私たちの世代は「嫌消費世代」と呼ばれているが、少し角度を変えて考えてみると、消費志向が厳しく高くなっている何よりの証拠といっても過言ではない。
「モノを大量に、かつ安価に作れば売れる」という考え方が変わり、高価でも自らの主観で「ぐっとくる」ものが売れている。
本書はその「ぐっとくる」ような商品、サービスがなぜ「選ばれる」のか、「法則」という形にして表している。
1章「日本人が出した答え」
日本人の消費志向は世代とともに変わりつつある。人によっては「進化」や「退化」という言葉で形容するかもしれないが。
日本の消費指数が減少していったり、増加していったりしていることで日本の消費は悪化した、もしくは改善したと一喜一憂しているのは余りに滑稽である。

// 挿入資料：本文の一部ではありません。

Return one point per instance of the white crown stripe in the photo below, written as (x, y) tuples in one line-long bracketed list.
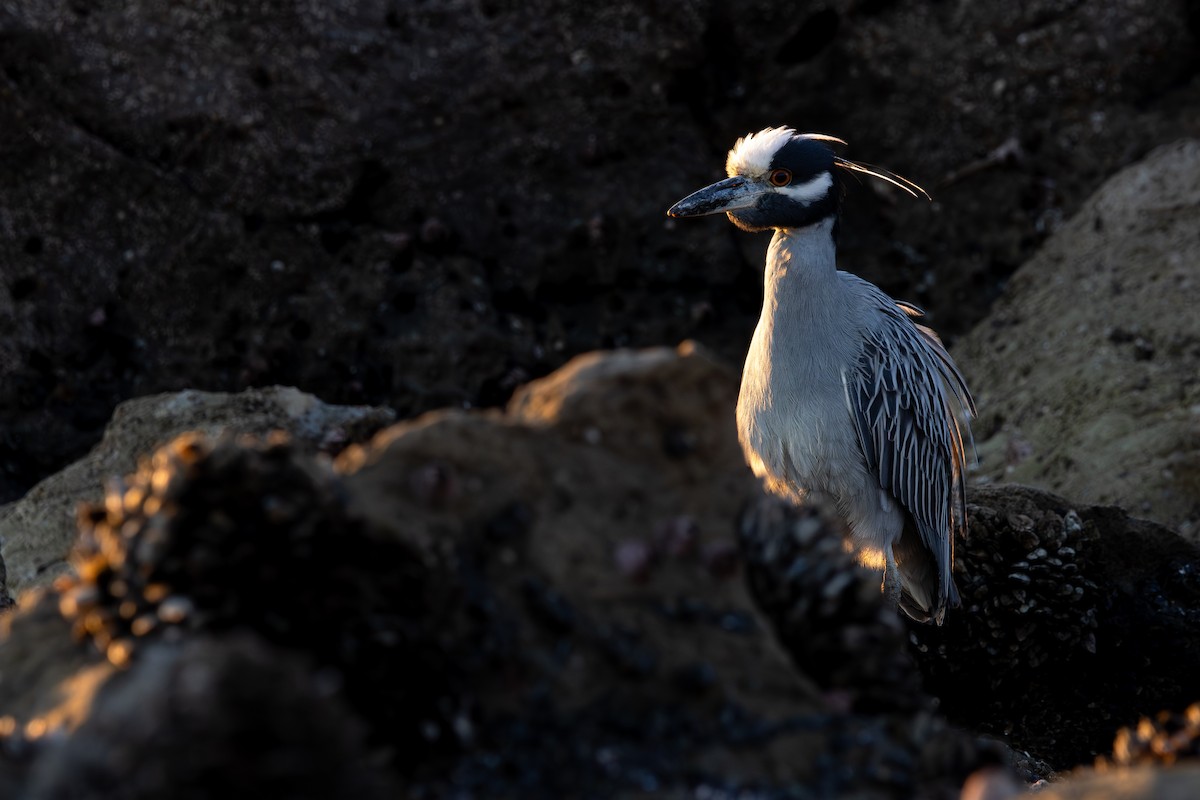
[(753, 152)]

日本人は「買わなくなった」という声もあるのだが、消費者一人一人の消費志向は違っているが、最近はそれが顕著になっているだけである。
2章「顧客の新事実」
では顧客の購買意欲はどのように変わっていったのだろうか。単純に書くと、高度経済成長期には「安さ」や「量の多さ」というのが重点に置かれていた。しかし、バブル景気前後になると、安価志向から、より高級に、かつより個性的になっていった。「ブランド」が流行してきたのもそのためである。
売り手はよく「買い手を意識して」というような言葉を使っているようだが、これも使いようの一つである。
「万人に受けるもの」は決してあり得ないことであり、ニッチなものでも「ターゲット」を絞らなければ誰も振り向かない。
3章「イメージではなく、コトバで伝える」
「口コミ」は販売促進や広告でも使われる機会はある。しかしそれは、人と人との会話の中で出てきた話題でしかなく、具体性にも欠けるものがあるのだという。
顧客に伝える方法は相手にイメージさせるよりも「コトバ」を使って伝えることによってブランドとなり、顧客も自然についていくという。「キャッチコピー」もその一つであり、コトバ一つで販売促進の道具にも使える。ましてや「消費」に関してシビアになっている今だからでこそ、コトバを使って「ぐっとくる」ようなモノを生み出すことこそ、日本人でしかできない日本人に対する購買力強化の要素になるのかもしれない。
マーケティングや商品の品質とともに、私たちの消費観も進化している。その中で商品そのものの魅力だけではなく、付加価値をつける重要性も問われてきている今、「ぐっとくる」ものが大きな要素となっていることがよくわかる。本書はそのことを教えてくれる。